Tucked amid the thousands of pages of the recently signed $229 billion New York State budget is a long-awaited pay raise for attorneys representing low-income state residents, including parents and children in family court, and a cost-of-living adjustment for human services workers.
This month, Gov. Kathy Hochul (D) reached a hard-fought budget deal with the state’s Democratic-majority lawmakers that she said would make the state “more affordable, more livable and safer.”
Along with new investments in child care and tax credits for families with children, the budget finalized May 3 for the 2024 fiscal year increases pay for private family court attorneys, whose rate has remained at $75 an hour for almost 20 years.
Human services workers will also see a 4% cost-of-living adjustment in 2024. The amount is lower than the 8.5% that industry advocates sought, but higher than what Hochul proposed in her executive budget. Last year, this group of workers — who include social workers, case planners and youth coordinators — received 5.4%.
Pressure has been building since the pandemic to acknowledge these often undervalued employees. In 2021, New York City human service organizations called on Mayor Eric Adams through a #JustPay advocacy campaign to raise wages for city- and state-funded workers and establish automatic annual cost-of-living adjustments.
Public advocacy has also been waged on behalf of underpaid attorneys who handle family court cases.
After years of critical reports and legal action, beginning next year, some attorneys who handle child abuse and neglect cases or represent youth in the justice system will see their hourly rates double to $158 per hour — the first pay increase since 2004.
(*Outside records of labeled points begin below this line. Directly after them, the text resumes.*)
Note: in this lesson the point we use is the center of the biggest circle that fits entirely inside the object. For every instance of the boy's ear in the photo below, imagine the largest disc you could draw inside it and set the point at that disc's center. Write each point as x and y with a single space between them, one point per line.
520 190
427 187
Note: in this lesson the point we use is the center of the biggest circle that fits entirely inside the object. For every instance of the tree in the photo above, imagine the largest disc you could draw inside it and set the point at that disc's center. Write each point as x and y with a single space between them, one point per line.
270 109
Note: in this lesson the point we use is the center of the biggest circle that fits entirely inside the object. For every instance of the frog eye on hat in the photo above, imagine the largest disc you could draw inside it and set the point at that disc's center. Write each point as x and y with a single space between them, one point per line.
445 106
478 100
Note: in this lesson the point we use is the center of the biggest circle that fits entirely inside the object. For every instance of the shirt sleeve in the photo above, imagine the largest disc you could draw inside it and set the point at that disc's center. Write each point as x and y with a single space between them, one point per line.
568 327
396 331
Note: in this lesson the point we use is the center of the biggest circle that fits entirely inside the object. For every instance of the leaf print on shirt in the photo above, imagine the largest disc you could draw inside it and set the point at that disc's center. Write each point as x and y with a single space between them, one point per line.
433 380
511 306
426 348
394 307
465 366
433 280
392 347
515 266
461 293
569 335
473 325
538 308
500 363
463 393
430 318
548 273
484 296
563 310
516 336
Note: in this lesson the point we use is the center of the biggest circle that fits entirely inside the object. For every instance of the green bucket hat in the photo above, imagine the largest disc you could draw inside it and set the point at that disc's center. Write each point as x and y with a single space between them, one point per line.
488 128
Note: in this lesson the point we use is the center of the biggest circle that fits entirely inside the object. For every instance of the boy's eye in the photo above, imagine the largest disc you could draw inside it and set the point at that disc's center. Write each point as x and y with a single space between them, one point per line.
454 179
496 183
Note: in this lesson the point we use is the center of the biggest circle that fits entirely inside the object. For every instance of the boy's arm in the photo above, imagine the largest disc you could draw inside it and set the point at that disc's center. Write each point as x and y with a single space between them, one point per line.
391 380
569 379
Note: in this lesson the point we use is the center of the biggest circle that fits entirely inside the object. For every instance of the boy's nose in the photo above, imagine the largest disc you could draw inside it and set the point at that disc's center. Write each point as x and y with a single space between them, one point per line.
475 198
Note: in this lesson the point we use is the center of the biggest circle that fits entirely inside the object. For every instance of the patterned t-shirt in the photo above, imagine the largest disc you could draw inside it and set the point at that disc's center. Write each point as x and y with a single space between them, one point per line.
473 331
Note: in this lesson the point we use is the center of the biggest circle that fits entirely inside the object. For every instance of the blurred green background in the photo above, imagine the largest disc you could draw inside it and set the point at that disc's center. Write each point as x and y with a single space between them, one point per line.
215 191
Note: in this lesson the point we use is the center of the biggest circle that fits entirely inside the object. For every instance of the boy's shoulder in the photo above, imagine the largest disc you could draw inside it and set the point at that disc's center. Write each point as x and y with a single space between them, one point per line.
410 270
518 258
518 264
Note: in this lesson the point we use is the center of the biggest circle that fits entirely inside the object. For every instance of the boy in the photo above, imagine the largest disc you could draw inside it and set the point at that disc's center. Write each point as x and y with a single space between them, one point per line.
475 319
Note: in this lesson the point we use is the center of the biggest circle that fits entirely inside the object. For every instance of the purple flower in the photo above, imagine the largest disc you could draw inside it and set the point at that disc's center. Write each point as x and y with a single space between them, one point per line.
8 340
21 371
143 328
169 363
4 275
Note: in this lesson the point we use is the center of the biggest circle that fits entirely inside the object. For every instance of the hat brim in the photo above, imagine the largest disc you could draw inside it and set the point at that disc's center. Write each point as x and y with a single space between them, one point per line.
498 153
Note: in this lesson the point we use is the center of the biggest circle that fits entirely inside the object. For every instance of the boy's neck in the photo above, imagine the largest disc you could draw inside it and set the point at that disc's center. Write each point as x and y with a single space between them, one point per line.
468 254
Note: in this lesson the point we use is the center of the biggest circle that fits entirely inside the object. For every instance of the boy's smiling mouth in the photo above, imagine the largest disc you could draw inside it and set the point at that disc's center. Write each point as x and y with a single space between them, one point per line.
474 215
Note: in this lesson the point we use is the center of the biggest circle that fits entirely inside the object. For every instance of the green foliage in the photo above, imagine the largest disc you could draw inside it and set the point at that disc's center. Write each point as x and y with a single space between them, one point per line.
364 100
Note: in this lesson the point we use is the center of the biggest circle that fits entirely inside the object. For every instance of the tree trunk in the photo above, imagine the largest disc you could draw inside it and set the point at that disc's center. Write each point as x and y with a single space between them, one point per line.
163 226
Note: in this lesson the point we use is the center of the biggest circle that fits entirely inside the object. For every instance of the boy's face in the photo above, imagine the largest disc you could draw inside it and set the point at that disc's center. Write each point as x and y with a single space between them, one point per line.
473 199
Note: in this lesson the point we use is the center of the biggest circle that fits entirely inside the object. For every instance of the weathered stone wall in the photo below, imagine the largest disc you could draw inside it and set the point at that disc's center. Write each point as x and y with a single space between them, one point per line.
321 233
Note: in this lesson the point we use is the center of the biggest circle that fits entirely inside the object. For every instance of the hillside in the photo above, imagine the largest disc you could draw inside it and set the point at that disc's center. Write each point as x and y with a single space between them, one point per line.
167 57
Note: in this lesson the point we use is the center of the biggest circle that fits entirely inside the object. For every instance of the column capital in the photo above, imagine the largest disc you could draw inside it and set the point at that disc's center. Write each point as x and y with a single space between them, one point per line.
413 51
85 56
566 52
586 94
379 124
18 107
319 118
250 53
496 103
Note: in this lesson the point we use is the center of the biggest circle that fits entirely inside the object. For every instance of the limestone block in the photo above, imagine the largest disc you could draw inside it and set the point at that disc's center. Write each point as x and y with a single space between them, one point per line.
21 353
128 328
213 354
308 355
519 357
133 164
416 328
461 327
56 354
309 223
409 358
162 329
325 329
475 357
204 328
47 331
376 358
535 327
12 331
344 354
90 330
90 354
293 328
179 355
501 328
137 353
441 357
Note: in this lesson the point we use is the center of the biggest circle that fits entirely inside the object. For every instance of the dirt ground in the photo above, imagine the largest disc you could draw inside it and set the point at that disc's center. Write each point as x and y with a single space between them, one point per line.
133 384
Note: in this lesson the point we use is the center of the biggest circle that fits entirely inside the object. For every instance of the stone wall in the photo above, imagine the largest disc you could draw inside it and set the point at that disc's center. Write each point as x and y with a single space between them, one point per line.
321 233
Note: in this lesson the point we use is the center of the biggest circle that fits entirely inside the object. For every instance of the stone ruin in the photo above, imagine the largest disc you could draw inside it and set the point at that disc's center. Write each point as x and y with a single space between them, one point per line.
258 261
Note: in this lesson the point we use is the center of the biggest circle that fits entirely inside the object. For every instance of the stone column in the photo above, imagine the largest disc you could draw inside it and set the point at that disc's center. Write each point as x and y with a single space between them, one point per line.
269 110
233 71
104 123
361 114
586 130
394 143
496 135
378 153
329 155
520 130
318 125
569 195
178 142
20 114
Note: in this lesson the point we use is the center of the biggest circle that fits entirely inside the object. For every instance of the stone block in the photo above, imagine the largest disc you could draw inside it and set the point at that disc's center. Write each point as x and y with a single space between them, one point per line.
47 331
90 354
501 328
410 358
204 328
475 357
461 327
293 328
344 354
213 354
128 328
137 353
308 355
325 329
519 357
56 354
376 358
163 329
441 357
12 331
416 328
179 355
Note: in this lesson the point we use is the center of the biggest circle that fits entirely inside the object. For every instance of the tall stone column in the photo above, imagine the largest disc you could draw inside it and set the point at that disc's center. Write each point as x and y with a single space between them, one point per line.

The recently passed budget includes $92 million to offset county costs for the pay increases to these lawyers and others assigned to represent low-income New Yorkers in criminal courts.

In early February, Patricia Warth, director of the state’s Office of Indigent Legal Services, argued for the wage increase at a state budget hearing. Warth described family court attorneys’ caseloads as “significantly higher” than those in criminal court, leaving attorneys little time to provide rights guaranteed under the Constitution to low-income clients.
“There has been no comparable effort by the state to appropriate the funding needed to bring the quality of family court representation to a constitutionally compliant level,” she said.
The following month, a group of judges across New York City wrote in a letter to Gov. Hochul that the inadequate pay “infringes daily on the fundamental constitutional rights of indigent children, most of whom are Black and Brown.”
The longstanding effort to increase the hourly wages of court-appointed attorneys in family court also included a 2021 lawsuit against the state filed by a group of local bar associations.
According to the suit, children and indigent parents faced a “grim reality” of overloaded and overburdened attorneys who couldn’t ensure a timely and fair court process. The inability to retain and hire enough lawyers has had real-life consequences in New York, with children remaining in foster care for longer periods of time and parents losing their rights to see their kids, the suit stated.
In 2019, the Commission on Parental Legal Representation, which examined the state of the family court, called on New York’s former Chief Judge Janet DiFiore to address an “ongoing crisis’’ and provide attorneys with enough resources “necessary to deliver the effective assistance to which parents are constitutionally entitled.”
Independent attorney groups such as The Legal Aid Society and Bronx Defenders — who make up a significant segment of the bar that represents kids and parents in New York City — will not qualify for the raises next year. But their representatives have asked the Office of Indigent Legal Services and the Office of Court Association to include funding in the budget that would increase their salaries as well.
“Without this immediate funding, Albany will jeopardize New York’s most vulnerable children by denying those who are dedicated to their representation a living wage,” Redmond Haskins, spokesperson for Legal Aid Society, said in a written statement.